Zarzut zabójstwa dziecka usłyszała 38-letnia kobieta ze Starogardu Gdańskiego na Pomorzu. To matka noworodka, którego ciało wczoraj w godzinach popołudniowych znaleziono w mieście. Miejsce, w którym zostało porzucone wskazała sama kobieta.

Kluczowa dla prowadzonego w tej sprawie śledztwa była sekcja zwłok dziecka i to od jej wstępnych wyników zależne było przedstawienie zarzutu. Jak poinformowała Grażyna Wawryniuk z Prokuratury Okręgowej w Gdańsku, biegły ustalił, że dziecko urodziło się żywe, nie było wcześniakiem, a przyczyną jego śmierci było gwałtowne uduszenie.

Na razie nie jest wiadome w jaki sposób dziecko zostało uduszone - dotychczasowe ustalenia były jednak wystarczające do przedstawienia zarzutu zabójstwa, śledczy najpewniej będą wnioskować o tymczasowe aresztowanie matki.

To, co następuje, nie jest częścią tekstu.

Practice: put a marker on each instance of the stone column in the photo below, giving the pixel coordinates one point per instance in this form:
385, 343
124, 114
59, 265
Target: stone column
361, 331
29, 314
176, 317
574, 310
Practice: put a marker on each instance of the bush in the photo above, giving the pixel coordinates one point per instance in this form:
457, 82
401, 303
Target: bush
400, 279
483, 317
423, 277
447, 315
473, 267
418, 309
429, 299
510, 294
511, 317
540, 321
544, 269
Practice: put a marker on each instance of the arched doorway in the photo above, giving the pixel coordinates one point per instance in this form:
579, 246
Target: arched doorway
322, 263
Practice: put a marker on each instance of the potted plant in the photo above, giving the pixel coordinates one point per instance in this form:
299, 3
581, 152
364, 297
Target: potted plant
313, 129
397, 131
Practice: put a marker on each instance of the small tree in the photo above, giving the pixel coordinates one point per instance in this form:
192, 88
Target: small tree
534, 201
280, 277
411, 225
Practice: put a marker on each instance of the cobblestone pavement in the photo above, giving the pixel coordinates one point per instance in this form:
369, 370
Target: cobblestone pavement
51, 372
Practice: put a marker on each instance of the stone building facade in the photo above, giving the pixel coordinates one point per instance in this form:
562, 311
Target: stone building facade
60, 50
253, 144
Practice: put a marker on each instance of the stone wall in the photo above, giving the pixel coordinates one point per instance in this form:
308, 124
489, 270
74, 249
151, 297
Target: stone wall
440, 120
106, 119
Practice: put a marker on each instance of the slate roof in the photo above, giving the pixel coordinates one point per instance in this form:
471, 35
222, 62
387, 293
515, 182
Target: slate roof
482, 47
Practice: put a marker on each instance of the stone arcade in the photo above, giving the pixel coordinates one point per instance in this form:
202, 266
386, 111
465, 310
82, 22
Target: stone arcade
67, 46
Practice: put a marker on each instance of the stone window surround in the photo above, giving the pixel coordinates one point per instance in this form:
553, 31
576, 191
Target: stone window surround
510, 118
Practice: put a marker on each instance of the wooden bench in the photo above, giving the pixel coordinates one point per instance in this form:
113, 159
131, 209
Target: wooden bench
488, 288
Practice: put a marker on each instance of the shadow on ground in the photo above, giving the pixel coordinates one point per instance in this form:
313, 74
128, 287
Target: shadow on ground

Policjanci poszukiwali kobiety w zaawansowanej ciąży

W środowy wieczór policjanci ze Starogardu Gdańskiego zaczęli szukać 38-letniej kobiety w zaawansowanej ciąży, która zaginęła. Kiedy ją odnaleźli, okazało się, że zdążyła urodzić.

Ciało dziecka odnaleziono w zaroślach. Kobieta sama poinformowała policjantów, gdzie je zostawiła.